If you’re asking in your head right now if my family is possibly cooler than yours, the answer is yes. If you’re awesome enough to appreciate it you will probably be invited to dinner. But most people aren’t.
My mother worked very hard to give my siblings and I the childhood she didn’t grow up with.
If her own adolescence had contained all the welcome and warmth of a soviet labor camp, mine looked more like tinkerbell’s wet dream. She carted me and my two siblings around from swimming, to tutoring, to ballet, and back again without even a hint of resentment, never asking for anything in return, never expecting any sympathy or thanks. So when my sister and I abruptly stopped inviting friends over (each around age 15,) she was equal parts horror-struck and mystified, unsure as to what she’d done wrong.
“If your friends want to come over this Thursday I’ll cook for them,” she’d remind us gently, as if we’d forgotten. “Our door is always open…” And, though we’d consider it for a moment, we’d each decide that no one under the age of 50 could withstand the onslaught of emotional candor that came with each meal—the tear, song or poem lurking behind each “please pass the salad,” every clink of glass and fork.
My first boyfriend actually hid in my room as to escape the possibility of hearing my father read poetry (note: parents love this) and for four of the five years we dated he came to family dinner maybe twice…an impressive feat, given that it was and is an almost nightly occurrence. When we broke up, I ended up dating someone so completely like my parents; he continued to come to dinner long after we stopped speaking.
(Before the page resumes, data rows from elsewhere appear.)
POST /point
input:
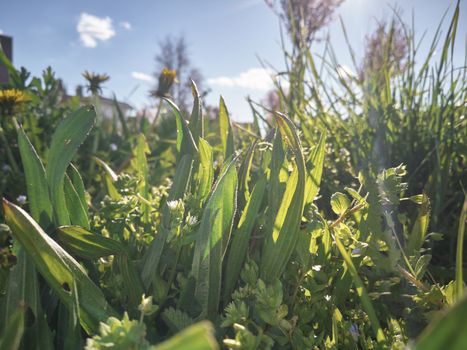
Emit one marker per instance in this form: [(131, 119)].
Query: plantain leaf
[(153, 255), (205, 173), (59, 269), (241, 237), (110, 178), (36, 182), (70, 133), (212, 239), (77, 213), (87, 245), (225, 130), (185, 141), (282, 237)]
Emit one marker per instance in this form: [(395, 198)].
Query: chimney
[(6, 46)]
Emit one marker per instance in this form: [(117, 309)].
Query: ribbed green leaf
[(313, 179), (282, 237), (225, 130), (110, 178), (212, 238), (205, 173), (77, 213), (185, 141), (241, 237), (36, 182), (361, 291), (87, 245), (180, 184), (59, 269), (199, 336), (70, 133)]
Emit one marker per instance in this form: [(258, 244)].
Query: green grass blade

I was so scarred by these unwanted extremes, I subsequently sidestepped ever inviting anyone over again. That was, until last night, when a friend came over for one glass of wine, which turned into one bottle of wine, which turned into dinner.
With my family.
The immense terror I usually have of this occurrence was partially subdued by the fact that I was 1. Slightly buzzed and 2. In a state of mild shock. The friend was, admittedly, a guy, yet funny and engaging to my parents as well as me. By the time my mom told him “we need someone like you in the family,” I was so comfortable with the present situation, I didn’t even flinch. Not much anyway. The evening left me wondering who, exactly, I’ve been protecting by hiding from my family, and if in fact I’ve been unduly discrediting the 20-something male population…
I decided in the affirmative: my family is just too weird and wonderful to remain hidden any longer. If a guy is brave enough to want to come home to my parent’s house, I should and will stand back and let them.
So long as they bring a poetry book, and a few extra tissues just in case.